Quando quell’investimento fu fatto lo ritenni un errore, ed ho sempre pensato che abbia anche fruttato illeciti arricchimenti. Oggi, però, non chiedo di uscirne. La soluzione non è la vendita della quota, ma far pesare la presenza di un operatore telefonico radicato nel mondo libero. Possiamo scegliere: essere gli ultimi soci dei tiranni moribondi o essere fra i primi compartecipi della rinascita. Il tempo di agire è adesso, anzi, si sta esaurendo. A Cuba non ci sono solo i dissidenti che si lasciano morire di fame, c’è un popolo che di fame muore senza volerlo, soffocato dalla mancanza di libertà.
In questa parte del mondo, però, si reagisce con torpore. Quella che chiamiamo cultura è, da noi, un’accolita d’analfabeti luogocomunisti. Hanno mai letto Reinaldo Arenas? Lo avessero fatto saprebbero, da molti anni, che il regime di Fulgencio Batista era più libero di quello di Fidel Castro. Meno oppressivo, meno invadente. Sento già gli ululati, il ragliare di mafia, prostituzione e corruzione. Perché, com’è la Cuba d’oggi? Ci sono vagonate d’europei, e d’italiani, che sbarcano per andare a profittare del sesso a buon mercato. La corruzione è ovunque, e te la spiega qualsiasi tassista. Ma i nostri letterati sono come i magistrati cresciuti leggendo le loro sciocche prose: adoratori del Che mai esistito. Il Guevara paladino degli oppressi, pronto a battersi al fianco di Fidel. Salvo il fatto che il secondo fece fuori il primo. I nostri letterati avrebbero dato l’anima che non hanno, per farsi fotografare accanto a Gabriel Garcia Marquez, che si faceva fotografare accanto al despota cresciuto dai gesuiti, cosa volete che sappia, gente simile, della libertà?

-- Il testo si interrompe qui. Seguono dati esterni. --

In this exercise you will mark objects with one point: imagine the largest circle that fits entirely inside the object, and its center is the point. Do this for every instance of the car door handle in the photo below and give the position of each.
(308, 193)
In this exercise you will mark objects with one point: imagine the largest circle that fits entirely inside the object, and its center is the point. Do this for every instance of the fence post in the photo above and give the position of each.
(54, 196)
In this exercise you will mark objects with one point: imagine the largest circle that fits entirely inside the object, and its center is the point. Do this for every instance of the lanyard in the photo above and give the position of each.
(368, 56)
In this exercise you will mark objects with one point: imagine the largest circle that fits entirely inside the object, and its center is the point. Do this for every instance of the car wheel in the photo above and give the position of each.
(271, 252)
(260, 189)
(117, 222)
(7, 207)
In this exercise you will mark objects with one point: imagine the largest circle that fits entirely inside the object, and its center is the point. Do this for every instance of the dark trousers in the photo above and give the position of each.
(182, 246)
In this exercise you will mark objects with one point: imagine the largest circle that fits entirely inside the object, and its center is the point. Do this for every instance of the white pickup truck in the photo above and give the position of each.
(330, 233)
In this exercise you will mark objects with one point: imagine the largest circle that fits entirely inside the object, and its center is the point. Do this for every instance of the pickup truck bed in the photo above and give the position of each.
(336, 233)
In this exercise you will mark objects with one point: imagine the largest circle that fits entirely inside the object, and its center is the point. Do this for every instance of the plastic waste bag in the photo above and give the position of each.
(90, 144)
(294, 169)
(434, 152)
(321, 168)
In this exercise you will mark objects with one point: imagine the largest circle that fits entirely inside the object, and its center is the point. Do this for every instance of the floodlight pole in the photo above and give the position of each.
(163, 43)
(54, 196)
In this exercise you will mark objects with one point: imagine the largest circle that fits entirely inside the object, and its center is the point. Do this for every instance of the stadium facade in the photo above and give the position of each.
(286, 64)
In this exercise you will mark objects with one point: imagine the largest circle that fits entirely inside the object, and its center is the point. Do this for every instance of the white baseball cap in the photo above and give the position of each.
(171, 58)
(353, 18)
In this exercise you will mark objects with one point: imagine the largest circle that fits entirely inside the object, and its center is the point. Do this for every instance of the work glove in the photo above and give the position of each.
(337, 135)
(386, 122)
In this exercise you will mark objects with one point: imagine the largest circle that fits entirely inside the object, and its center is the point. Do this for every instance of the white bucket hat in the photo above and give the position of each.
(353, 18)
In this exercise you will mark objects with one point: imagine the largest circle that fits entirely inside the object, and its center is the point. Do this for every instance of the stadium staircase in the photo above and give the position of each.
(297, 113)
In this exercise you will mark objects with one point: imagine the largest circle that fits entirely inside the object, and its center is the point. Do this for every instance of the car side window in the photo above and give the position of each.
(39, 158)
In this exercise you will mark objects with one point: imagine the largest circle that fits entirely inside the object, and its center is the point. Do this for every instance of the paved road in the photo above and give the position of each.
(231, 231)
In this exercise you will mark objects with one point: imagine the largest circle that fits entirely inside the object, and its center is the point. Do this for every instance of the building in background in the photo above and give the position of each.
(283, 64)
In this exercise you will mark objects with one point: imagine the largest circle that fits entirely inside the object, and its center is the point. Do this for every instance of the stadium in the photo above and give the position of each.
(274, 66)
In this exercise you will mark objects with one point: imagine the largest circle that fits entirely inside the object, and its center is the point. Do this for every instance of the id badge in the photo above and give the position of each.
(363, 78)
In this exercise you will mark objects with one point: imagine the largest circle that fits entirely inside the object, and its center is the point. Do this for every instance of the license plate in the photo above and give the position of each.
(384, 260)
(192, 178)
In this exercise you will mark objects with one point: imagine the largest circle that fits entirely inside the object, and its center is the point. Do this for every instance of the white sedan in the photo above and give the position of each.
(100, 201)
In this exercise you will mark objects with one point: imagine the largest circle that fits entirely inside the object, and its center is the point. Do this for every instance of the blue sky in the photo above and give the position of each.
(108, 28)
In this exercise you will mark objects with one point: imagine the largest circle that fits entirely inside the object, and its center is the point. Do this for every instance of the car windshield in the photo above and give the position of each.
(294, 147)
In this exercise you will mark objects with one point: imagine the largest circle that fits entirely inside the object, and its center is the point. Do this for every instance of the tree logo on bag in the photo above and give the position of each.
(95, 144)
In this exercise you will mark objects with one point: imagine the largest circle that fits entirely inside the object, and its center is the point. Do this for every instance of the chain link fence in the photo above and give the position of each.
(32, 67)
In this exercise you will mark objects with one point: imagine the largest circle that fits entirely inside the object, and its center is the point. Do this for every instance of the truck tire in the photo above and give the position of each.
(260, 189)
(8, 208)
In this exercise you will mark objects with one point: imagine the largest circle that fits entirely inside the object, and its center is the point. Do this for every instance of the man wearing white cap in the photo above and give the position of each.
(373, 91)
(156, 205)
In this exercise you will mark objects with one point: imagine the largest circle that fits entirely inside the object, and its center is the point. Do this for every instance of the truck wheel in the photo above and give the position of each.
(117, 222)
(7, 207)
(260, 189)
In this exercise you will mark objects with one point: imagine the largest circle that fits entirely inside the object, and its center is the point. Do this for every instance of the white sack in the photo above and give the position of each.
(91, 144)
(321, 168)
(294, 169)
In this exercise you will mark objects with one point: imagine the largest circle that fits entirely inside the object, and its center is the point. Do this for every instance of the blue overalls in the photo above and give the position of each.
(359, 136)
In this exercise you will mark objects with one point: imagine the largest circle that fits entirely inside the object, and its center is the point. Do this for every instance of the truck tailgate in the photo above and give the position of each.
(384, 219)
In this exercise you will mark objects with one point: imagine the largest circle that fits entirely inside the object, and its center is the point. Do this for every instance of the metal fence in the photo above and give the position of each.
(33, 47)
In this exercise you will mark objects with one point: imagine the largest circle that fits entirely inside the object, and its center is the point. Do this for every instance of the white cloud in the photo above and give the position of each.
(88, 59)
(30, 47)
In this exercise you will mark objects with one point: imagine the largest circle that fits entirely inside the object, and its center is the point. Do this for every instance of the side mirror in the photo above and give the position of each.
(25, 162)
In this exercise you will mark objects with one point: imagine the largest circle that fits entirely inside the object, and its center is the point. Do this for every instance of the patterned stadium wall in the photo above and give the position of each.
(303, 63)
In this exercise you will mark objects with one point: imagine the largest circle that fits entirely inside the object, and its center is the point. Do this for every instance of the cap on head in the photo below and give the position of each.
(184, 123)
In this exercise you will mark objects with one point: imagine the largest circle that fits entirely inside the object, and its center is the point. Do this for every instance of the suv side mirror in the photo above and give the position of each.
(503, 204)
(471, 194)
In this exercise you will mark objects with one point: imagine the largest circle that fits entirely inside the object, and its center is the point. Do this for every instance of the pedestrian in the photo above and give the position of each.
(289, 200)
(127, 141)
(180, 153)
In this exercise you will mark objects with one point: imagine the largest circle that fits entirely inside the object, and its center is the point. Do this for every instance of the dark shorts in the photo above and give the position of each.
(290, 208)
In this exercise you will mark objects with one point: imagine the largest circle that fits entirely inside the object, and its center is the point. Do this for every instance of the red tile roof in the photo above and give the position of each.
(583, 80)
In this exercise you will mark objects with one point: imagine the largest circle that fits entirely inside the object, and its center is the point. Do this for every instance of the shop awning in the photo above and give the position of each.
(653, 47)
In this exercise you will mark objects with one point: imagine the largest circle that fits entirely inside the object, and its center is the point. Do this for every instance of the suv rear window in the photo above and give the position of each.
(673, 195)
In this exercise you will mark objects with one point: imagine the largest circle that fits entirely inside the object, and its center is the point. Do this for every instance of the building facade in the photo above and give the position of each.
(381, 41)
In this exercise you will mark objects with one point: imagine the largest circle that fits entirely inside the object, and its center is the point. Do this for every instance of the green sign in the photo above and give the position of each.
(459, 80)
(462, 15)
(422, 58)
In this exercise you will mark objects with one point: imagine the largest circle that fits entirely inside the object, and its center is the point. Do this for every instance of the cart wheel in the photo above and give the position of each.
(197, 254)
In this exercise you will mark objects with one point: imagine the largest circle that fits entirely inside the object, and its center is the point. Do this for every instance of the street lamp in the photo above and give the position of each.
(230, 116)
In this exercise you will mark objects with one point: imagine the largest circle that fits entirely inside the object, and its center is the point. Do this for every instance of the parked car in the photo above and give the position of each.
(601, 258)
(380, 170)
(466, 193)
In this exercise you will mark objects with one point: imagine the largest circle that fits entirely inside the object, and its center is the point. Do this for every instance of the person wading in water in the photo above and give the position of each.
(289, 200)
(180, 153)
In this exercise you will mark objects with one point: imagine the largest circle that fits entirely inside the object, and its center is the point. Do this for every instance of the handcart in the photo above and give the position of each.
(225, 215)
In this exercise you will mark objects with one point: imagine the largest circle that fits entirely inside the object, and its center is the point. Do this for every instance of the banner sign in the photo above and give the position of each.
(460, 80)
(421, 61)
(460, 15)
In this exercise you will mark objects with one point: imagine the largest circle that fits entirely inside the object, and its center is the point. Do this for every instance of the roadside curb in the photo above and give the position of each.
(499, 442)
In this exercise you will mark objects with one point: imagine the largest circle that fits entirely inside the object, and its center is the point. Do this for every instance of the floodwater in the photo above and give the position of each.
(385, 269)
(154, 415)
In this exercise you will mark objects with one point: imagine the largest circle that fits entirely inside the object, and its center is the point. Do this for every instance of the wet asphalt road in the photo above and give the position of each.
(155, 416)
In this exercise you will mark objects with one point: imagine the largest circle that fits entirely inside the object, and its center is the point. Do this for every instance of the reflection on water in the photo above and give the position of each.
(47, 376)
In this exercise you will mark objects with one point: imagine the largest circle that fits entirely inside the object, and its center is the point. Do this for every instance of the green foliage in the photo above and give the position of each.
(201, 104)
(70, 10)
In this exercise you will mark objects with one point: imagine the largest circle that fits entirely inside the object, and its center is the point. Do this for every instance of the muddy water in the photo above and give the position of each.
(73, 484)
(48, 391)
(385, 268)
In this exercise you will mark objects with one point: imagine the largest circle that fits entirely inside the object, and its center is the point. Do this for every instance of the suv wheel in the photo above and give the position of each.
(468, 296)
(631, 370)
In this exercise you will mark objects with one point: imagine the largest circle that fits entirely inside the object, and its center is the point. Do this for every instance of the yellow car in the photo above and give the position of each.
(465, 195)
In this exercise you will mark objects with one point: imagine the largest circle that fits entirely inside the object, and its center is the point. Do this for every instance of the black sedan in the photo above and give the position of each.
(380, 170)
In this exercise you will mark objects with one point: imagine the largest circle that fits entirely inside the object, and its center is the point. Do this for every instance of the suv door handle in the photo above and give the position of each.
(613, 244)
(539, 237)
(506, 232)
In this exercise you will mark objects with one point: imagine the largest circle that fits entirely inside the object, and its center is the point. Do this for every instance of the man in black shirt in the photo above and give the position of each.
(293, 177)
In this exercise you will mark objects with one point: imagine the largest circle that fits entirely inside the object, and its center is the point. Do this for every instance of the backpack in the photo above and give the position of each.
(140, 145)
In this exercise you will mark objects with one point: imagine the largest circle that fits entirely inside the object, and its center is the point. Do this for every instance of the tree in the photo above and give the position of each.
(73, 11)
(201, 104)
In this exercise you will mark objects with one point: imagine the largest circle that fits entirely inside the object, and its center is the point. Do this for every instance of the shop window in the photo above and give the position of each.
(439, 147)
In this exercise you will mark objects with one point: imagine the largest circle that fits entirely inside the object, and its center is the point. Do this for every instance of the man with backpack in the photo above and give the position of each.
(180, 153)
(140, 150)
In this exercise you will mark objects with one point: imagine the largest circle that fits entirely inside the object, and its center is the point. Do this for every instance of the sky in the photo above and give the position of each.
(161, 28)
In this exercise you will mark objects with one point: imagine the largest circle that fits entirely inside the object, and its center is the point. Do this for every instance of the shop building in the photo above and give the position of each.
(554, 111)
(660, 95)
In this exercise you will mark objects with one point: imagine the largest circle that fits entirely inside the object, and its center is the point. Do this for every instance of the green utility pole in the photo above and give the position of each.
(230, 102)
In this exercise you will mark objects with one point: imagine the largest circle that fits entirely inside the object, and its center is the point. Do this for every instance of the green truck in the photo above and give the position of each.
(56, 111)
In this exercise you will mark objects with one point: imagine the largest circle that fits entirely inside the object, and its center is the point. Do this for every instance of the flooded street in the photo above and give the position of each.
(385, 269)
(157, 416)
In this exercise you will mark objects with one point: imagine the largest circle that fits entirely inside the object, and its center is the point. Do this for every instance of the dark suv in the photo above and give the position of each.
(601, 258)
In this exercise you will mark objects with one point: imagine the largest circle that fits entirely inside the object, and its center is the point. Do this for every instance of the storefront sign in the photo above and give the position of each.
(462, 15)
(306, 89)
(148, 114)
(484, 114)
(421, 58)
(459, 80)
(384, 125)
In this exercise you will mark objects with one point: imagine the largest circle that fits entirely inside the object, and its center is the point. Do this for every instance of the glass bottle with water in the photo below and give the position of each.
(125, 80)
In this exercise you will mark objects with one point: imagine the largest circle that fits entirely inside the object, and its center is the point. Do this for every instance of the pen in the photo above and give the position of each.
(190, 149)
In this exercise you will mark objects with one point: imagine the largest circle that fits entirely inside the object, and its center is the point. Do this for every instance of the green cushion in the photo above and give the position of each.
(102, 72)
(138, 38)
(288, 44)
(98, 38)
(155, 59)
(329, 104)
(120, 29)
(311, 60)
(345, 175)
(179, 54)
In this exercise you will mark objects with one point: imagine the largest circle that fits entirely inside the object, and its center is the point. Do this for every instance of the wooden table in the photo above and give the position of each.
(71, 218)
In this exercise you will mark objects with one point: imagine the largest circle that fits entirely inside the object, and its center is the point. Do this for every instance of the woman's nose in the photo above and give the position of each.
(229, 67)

A tutta la nostra sinistra, ma anche a buona parte del mondo cattolico, piaceva quest’uomo vestito da militare che pretendeva d’ospitare missili nucleari per minacciare la democrazia statunitense. Lo amavano al punto da non volere vedere l’evidenza: non è solo un guerrafondaio, è anche un razzista. Parlavano della lotta contro l’analfabetismo, ma tacevano del fatto che prima di lui si poteva scrivere e pubblicare, mentre dopo poteva essere solo lui, maniacalmente logorroico, a tenere la parola, e tacevano dei lager tropicali, agghiaccianti forni crematori a cielo aperto. Quanti di loro, ancora oggi, vanno a Cuba, cercando tracce della propria dignità perduta, tornano malinconici, raccontano dei vicoli barocchi, temono che, presto, saranno spazzati via dal turismo di massa. Peccato che in quei tuguri viva un popolo ammassato e senza diritti, con la tessera alimentare, pronto a contrabbandare ogni cosa, a cominciare da se stesso.
La colpa, secondo loro, fedeli alla pedagogia del regime, è dell’embargo americano. Quell’embargo ha una colpa: non funziona, è aggirato, oggi anche demolito. Della dittatura castrista non ci sarà nulla da conservare, ma i primi a dovere essere buttati via sono quelli che gli fecero le fusa.